Maslow’s Hierarchy of Needs as it Pertains to Fiction

Alternate title: Maslow’s Hierarchy of Needs, as it relates to fiction — because it does. It has a direct correlation to the interestingness of the stories you tell.
Just as Maslow’s Hierarchy of Needs dictates the things in life we find most compelling (or that carry the most emotional weight), so too does it dictate the things we find most fascinating in stories — because fiction imitates reality.
The farther up the hierarchy the elements of the story, the less your reader will care, and the more melodramatic and frivolous your story will sound.
If your character doesn’t make it to soccer practice, you have to give the story extra layers of drama for it to actually matter to the reader. It runs the risk of feeling melodramatic — like you’re giving too much weight to a very small thing. The character’s life won’t be drastically different if he’s late. He’ll wake up tomorrow and he’ll look the same. His standard of life will still be the same.
On a subconscious level, your reader knows this. The melodramatic story will lack emotional appeal. It will fail to fascinate.

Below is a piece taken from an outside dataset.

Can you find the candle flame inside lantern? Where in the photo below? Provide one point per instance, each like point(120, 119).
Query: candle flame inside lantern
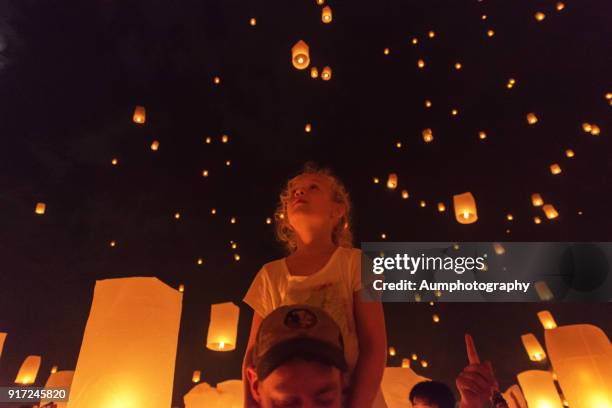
point(300, 55)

This is why myths are so powerful. They speak to us on a visceral level; at the base level of what makes us human. They’d feel melodramatic if we wrote them in our own time and place, because the circumstances are contrived, but in the ancient world (where the framework of the world was that of gods and goddesses and monsters and the furies) such things were part of the fabric of life, and to err bore heavy consequences. On a deep psychological level, even in a world far removed, we understand the weight, and we’re drawn to it. Our emotions are stirred and we want to know what happens, even feel a desire to alter the outcome (the indicator of a truly good story).
To write a truly good story, you have to strip it down. Write about the essentials — the bottom of Maslow’s hierarchy. Things like food, shelter, life — base survival.
This is (part of) why it’s easier to write about the blue-collar world than it is the white collar one. (Another reason is the simplicity and the familiarity, but that’s the topic of a future essay). It matters.
Let me give you two examples:
In the first, our character is a well-off young salesperson who is trying to close a deal with a big company. You feel a sense of emotional attachment — you want the character to succeed. But the stakes are low. He’s so far up Maslow’s hierarchy of needs already that it doesn’t really matter what happens. Even if he loses, he’ll still be alive tomorrow, drinking his mocha on the way to the office and crafting a better sales pitch.
Interesting? Yes. Deeply compelling? No.
In the second story, our character is a farmer. He grows tomatoes, and five years ago, he had an edge in the market — his crops were coming in right when they were in high demand, and his family did well. But now the market is oversaturated with tomatoes in August (the month his ripen), and prices are down. His incoming crop will barely be enough to keep the family fed.
This still isn’t as primal as, say, a story of someone fighting to survive after a plane crash in the wilderness, or a story about a soldier in the thick of a war. Those are true primacy. But this one is much closer. It’s dealing with a base level need — food — and arguably two, if shelter also becomes a concern.
In the first example, if your character gets chewed out over the phone, his insecurities uncovered and lashed into with a knife, you’ll care. You’ll feel sorry for him. But the weight of the consequences is much stronger if your character in the second story has his entire crop wiped out by an ill-timed hailstorm.
Think Old Man and the Sea by Hemingway — deeply primal. The Grapes of Wrath by Steinbeck — a story of people fighting to maintain both life and dignity. Base-level stories both — and therefore both deeply compelling.
This is not an absolute across the board. It is possible to write high-level stories that bear the same emotional weight. But if you do, you must make sure you’re tying them back to the things we most primally care about — because those are the things that will make your story deeply compelling and true, and that will make your readers want to keep listening.